こうしてフィンランドが独立を達成したのもつかの間、第二次世界大戦が勃発すると、ソヴィエトがフィンランドへ侵攻します。世にいう冬戦争の始まりです。
フィンランドは善戦したものの、規模で勝るソヴィエトを完全に撃退することはかなわず、南東部の割譲に至ります。
更には独ソ戦に端を発する継続戦争に巻き込まれ、1944年に休戦協定を結ぶものの、領土の12%を割譲、海軍基地提供、重い賠償など、ロシアによってフィンランドは大打撃を受けるのです。
《交響詩「フィンランディア」》の誕生
さて、そんな苦難の歴史において、独立を模索していた時期に生まれたのが、フィンランドの国民的作曲家シベリウスでした。
第一次世界大戦へと至る、ヨーロッパ落日の重い足音が聞こえてきた、1899年。
この時、新聞への弾圧に抗議して、「新聞祭典の催し」というのが開かれます。

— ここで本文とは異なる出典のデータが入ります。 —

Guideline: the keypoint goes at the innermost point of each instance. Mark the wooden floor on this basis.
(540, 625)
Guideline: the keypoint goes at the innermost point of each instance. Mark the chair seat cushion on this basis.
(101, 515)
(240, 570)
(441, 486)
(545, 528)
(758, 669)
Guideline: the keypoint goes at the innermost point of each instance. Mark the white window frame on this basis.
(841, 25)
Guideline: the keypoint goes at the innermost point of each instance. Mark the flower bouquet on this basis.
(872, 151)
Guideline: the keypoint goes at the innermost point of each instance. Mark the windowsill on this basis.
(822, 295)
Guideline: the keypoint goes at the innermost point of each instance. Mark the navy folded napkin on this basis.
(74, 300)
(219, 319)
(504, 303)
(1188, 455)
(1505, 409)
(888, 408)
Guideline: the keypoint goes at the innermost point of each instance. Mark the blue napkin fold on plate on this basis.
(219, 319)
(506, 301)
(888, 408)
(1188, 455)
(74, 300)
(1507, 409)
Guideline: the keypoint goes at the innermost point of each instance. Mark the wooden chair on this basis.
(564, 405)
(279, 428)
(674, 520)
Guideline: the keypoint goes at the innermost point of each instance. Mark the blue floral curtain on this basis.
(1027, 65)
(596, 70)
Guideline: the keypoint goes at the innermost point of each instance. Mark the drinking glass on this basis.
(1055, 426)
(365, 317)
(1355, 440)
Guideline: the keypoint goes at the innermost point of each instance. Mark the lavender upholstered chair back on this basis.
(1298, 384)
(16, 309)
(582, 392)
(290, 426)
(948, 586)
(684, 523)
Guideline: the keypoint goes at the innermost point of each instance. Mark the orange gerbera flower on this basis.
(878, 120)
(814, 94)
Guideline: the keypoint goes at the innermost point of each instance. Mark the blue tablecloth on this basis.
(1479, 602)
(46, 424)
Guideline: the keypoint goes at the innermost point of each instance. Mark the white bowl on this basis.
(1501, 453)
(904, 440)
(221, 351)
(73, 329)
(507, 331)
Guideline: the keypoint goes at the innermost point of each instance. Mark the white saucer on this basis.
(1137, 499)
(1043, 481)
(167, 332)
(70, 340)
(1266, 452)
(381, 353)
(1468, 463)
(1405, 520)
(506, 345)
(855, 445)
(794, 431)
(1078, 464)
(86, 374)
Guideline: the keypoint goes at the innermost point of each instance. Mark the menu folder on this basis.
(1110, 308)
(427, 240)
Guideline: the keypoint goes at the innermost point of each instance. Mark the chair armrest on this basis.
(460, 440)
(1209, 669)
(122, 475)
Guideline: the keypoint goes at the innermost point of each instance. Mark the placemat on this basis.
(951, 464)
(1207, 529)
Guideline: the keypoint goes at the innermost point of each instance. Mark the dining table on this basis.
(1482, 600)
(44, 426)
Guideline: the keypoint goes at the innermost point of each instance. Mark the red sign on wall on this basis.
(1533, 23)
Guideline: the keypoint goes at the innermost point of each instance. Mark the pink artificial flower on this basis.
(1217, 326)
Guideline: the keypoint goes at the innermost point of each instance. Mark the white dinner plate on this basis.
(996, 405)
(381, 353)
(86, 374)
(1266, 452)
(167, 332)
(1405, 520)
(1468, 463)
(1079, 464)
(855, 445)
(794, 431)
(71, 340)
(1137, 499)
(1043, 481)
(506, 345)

そこで上演されたのが、フィンランドの歴史や神話、心のふるさとがつまった叙事詩・カレワラを基にした『歴史的情景』という舞台劇。
シベリウスがその劇のために作った音楽こそが、8曲から成る劇音楽「フィンランドは目覚める」でした。
その8曲のうちの終曲に改訂を加えて生み出されたのが、この《交響詩「フィンランディア」》。
当然ロシア政府に睨まれて上演禁止となりますが、この音楽こそが、フィンランド国民すべての愛国心の火をさらに燃え上がらせ、心の拠り所にすらなっていったのです。
そしてその18年後、フィンランドは念願の独立へと至ります。
中間部のあまりに美しいフレーズは、実はキリスト教の讃美歌にも使われています。
それは、298番「やすかれわがこころよ」。
シベリウスの生み出したフィンランド愛あふれる名曲は、時代や国を超えて愛され続けているんですね。
この曲が、今この瞬間も艱難の中にあるウクライナの人々を、少しでも癒し、勇気づけることができますように。